Nous sommes en 1990, ma petite Sophie entre à la maternelle. Avec empressement, je m’engage aussi. Comme papa et maman l’avaient fait en 1964, je suis élue au comité d’école. C’est le début d’une longue implication jusqu’à la présidence de ma commission scolaire, puis de celle de la Fédération des commissions scolaires du Québec. Mon fil conducteur : la croyance viscérale au système public d’éducation du Québec, un des plus beaux héritages que m’ont légués mes parents qui m’ont surtout expliqué que les Paul Gérin-Lajoie, Jean Lesage, René Lévesque et les autres ont compris, à leur époque, que le véritable développement du Québec devait s’appuyer sur un solide réseau d’éducation dont la pierre d’assise était l’équité.

Ouf! Je vous avoue que je tombe de haut depuis quelques années et particulièrement ces jours-ci alors que le débat en cours sur la gestion de la taxe scolaire met en scène un gouvernement s’acharnant sur les commissions scolaires et, particulièrement, sur leurs élus. On tente de les faire passer pour des cancres, des irresponsables, voire des paresseux optant, sans hésiter, pour la facilité en refilant des factures aux contribuables pour éviter de couper dans leurs « abondantes » dépenses administratives pourtant amputées de plus de 600 M$ ces dernières années.

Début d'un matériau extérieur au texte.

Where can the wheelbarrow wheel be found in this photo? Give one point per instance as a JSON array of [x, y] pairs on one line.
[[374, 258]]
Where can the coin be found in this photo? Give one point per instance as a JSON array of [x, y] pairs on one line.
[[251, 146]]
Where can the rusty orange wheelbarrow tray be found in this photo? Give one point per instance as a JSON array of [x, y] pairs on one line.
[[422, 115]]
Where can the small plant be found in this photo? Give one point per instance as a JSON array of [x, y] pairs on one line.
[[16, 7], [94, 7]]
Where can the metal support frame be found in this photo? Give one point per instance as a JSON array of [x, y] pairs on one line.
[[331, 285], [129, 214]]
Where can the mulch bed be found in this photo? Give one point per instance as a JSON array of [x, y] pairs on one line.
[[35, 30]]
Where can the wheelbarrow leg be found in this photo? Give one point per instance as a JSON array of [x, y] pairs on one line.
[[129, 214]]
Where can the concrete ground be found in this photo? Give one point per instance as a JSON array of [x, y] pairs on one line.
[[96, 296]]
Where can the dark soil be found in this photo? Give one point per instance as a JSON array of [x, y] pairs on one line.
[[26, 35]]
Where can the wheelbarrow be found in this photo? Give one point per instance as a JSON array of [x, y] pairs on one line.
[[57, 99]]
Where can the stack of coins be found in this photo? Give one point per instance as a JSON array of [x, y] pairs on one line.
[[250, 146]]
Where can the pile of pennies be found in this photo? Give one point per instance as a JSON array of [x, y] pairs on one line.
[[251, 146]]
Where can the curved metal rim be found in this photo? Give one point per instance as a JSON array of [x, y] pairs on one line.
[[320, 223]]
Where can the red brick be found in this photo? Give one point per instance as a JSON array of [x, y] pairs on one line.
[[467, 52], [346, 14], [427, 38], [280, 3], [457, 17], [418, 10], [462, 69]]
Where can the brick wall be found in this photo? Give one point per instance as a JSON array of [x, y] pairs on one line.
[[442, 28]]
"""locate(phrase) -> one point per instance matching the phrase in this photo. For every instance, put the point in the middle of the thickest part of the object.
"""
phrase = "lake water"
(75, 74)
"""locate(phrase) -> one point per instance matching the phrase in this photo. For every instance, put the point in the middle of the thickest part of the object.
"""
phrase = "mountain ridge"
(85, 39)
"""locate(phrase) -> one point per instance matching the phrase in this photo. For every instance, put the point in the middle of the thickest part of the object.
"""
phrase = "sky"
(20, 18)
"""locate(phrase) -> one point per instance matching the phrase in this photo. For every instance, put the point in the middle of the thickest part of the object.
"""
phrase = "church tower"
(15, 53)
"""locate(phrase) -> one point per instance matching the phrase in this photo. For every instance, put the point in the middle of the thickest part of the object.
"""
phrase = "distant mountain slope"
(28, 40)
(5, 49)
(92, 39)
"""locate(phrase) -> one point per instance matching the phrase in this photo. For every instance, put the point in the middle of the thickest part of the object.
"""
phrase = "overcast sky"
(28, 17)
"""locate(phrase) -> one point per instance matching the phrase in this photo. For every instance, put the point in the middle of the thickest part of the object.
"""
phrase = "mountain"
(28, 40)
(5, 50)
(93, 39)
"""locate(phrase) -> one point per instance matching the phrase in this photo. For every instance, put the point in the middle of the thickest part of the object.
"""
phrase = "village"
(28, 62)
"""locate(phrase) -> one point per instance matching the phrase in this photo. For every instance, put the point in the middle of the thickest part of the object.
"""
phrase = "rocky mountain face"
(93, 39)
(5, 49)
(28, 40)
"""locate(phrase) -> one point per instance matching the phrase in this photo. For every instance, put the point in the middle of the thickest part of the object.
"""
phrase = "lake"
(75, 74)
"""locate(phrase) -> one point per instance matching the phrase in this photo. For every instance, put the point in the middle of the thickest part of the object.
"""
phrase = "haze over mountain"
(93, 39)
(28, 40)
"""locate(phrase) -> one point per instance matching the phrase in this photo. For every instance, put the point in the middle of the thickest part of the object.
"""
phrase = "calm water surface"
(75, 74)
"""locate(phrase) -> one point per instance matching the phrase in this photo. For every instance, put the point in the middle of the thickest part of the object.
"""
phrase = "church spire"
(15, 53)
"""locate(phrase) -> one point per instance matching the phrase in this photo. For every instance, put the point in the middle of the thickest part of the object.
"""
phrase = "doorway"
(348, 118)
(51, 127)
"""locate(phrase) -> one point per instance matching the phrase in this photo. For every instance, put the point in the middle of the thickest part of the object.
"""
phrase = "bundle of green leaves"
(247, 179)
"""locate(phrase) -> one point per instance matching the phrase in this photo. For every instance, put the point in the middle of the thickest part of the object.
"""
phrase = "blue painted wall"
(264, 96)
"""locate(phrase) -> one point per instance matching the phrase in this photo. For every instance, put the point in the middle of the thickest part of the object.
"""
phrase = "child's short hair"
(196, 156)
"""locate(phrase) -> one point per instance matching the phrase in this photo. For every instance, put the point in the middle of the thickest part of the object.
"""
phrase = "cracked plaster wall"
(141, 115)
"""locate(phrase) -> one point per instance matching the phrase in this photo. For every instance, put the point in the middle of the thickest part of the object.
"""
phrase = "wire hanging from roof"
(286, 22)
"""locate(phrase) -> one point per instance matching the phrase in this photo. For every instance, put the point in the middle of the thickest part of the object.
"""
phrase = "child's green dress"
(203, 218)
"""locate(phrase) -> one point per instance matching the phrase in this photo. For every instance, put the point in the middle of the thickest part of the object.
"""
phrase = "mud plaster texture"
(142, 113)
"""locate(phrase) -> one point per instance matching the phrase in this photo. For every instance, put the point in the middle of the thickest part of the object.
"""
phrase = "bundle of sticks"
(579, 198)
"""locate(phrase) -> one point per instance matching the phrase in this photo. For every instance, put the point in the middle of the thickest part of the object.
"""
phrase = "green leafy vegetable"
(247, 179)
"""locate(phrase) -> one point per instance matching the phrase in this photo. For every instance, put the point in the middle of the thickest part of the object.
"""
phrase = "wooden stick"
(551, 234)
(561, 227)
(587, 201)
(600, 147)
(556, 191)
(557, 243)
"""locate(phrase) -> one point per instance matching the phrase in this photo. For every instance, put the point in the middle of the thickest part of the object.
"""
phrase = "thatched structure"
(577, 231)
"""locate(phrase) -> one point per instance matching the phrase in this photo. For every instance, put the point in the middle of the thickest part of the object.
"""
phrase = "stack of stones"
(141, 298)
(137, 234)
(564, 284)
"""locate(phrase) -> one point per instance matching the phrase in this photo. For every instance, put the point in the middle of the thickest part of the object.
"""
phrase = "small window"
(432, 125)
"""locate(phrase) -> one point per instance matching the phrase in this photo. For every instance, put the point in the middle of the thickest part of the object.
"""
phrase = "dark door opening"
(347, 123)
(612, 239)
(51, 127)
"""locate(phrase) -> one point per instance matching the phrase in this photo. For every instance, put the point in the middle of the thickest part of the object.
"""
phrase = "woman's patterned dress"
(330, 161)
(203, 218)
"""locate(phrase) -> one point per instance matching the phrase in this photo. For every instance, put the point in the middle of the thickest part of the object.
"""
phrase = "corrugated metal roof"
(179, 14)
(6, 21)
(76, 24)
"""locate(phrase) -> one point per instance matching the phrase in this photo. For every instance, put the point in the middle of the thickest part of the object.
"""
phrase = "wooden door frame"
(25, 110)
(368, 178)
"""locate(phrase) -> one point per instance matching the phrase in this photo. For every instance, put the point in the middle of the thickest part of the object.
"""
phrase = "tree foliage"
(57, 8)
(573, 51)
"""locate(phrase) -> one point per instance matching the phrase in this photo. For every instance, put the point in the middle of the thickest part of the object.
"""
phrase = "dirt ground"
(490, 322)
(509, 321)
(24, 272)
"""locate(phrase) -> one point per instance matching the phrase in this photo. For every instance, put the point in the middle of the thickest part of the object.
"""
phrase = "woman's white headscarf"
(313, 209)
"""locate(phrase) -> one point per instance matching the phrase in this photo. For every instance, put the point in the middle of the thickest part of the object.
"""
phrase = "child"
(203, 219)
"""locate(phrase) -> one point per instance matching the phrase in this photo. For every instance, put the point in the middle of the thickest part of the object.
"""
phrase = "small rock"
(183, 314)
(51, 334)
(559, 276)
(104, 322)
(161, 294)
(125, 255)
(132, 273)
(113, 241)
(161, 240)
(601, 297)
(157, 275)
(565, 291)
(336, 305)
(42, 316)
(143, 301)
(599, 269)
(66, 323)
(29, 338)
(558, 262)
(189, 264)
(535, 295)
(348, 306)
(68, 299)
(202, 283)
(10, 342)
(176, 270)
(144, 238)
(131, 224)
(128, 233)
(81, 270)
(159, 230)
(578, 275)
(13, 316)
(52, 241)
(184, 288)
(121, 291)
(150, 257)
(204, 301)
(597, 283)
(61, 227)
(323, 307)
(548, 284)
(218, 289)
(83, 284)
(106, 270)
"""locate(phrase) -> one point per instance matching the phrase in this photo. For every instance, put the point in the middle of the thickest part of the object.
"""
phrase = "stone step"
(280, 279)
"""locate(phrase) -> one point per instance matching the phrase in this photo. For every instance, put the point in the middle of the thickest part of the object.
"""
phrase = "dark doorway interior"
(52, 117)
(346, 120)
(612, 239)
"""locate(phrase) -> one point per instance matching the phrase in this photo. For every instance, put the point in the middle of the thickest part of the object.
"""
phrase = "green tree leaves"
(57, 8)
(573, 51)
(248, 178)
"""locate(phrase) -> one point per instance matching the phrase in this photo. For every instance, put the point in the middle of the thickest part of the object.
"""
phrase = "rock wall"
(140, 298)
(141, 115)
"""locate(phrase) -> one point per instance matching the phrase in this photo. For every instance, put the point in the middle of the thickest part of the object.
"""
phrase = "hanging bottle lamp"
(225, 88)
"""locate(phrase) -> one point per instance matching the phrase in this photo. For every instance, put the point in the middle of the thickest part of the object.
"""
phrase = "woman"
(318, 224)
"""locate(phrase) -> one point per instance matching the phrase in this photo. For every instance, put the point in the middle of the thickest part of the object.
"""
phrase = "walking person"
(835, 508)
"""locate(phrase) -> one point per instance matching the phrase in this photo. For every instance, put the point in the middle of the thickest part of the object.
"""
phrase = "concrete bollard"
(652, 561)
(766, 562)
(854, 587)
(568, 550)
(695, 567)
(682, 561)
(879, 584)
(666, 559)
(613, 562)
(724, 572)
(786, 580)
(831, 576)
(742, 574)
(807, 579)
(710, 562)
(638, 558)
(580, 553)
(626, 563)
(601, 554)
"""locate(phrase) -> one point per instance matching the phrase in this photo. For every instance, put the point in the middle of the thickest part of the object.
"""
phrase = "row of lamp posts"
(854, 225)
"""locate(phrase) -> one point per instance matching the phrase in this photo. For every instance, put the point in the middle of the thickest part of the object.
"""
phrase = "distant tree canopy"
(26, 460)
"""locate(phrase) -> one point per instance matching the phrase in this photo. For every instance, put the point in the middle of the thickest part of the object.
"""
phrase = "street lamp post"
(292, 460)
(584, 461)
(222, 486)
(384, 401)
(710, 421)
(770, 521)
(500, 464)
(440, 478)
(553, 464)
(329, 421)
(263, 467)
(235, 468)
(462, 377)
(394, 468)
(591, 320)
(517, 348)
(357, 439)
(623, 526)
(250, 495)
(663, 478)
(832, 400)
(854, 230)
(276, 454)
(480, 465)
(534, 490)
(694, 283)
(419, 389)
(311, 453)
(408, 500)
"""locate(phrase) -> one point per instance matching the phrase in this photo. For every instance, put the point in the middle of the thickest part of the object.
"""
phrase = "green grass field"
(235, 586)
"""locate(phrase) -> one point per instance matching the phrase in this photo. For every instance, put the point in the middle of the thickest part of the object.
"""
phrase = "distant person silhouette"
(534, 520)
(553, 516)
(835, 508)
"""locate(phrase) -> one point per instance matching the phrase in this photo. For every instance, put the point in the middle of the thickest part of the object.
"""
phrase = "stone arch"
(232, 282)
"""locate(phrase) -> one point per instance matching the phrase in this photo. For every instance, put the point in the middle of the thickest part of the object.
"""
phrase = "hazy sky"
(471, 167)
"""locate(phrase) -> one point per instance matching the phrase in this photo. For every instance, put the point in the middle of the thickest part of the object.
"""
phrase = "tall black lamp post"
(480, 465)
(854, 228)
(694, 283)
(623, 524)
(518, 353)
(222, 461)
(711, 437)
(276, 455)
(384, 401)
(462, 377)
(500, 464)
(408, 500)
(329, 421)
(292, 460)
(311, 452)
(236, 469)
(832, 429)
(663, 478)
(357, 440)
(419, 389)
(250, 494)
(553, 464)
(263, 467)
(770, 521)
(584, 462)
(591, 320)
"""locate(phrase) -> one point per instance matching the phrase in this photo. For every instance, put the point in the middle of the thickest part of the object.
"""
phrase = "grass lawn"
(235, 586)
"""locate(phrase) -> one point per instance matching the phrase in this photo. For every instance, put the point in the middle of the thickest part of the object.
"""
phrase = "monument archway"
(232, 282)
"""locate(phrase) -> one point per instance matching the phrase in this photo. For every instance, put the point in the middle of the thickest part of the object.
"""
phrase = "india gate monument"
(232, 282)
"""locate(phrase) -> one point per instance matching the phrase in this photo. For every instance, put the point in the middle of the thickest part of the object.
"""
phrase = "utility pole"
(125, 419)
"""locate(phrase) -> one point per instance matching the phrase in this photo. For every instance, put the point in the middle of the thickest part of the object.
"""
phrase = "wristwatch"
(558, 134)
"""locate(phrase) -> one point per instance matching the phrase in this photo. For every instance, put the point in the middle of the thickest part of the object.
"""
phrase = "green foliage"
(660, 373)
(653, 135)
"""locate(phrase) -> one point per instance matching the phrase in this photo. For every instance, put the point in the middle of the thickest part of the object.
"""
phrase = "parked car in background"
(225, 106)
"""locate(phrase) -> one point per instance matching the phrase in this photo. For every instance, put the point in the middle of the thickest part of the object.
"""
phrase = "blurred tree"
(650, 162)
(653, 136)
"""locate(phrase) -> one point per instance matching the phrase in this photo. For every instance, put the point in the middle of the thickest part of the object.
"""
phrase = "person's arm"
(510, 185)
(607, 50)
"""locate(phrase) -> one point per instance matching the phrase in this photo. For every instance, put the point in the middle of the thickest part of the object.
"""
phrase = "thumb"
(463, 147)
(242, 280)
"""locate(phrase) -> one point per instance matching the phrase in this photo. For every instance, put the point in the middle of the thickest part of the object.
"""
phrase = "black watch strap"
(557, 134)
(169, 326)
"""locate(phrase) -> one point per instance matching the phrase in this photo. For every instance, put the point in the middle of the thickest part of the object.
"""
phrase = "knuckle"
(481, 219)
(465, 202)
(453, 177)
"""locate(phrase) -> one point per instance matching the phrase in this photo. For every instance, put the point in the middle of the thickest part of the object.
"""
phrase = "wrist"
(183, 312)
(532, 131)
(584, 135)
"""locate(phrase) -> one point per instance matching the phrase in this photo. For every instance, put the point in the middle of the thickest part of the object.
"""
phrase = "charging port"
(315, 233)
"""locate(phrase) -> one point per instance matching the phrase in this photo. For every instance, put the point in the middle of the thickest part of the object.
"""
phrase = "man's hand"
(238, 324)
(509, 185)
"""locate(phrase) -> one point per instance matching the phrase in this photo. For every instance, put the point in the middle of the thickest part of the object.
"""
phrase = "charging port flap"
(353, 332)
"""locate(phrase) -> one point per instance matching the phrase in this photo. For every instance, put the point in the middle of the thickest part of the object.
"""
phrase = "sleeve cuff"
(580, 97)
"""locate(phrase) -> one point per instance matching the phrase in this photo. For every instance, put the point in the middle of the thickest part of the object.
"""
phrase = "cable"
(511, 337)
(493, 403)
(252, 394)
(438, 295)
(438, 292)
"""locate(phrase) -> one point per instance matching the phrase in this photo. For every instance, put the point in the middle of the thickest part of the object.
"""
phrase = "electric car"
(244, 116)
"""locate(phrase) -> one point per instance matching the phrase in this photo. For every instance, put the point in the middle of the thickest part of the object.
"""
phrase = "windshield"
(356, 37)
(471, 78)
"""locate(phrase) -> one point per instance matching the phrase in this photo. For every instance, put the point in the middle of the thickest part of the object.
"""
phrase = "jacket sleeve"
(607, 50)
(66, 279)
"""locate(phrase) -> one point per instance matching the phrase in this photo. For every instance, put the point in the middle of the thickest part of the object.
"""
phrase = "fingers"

Triste à mourir… L’essentiel a disparu du radar gouvernemental : les élèves. La ministre de l’Éducation, du Loisir et du Sport en a rajouté cette semaine avec sa déclaration sur les 175 M$ de revenus autonomes bien gardés dans nos coffres, selon elle. Triste à mourir, vous dis-je… Elle omet volontairement de dire qu’il y a des dépenses qui y sont liées. Voici donc pourquoi nous ne pouvons pas mettre ces 175 M$ sur la table : ils sont dans les écoles et sont associés à des services aux élèves. Ce sont les services de garde, les activités culturelles et sportives. C’est l’argent des fondations qui vise la réalisation de projets pour les élèves des milieux défavorisés ou pour la persévérance scolaire. Quant à la location de nos locaux qui serait, selon Mme Malavoy, la panacée au financement du réseau scolaire, les règles imposées par le gouvernement nous permettent à peine de couvrir nos frais.

Les présidentes et les présidents des commissions scolaires du Québec ont résolu unanimement de ne pas être complices d’un gouvernement qui veut se faire du capital politique sur le dos des élèves. Le Québec possède une richesse extraordinaire, sa jeunesse. Prenons-en soin! De grâce, rappelons-nous d’où l’on vient pour voir plus loin qu’une prochaine élection.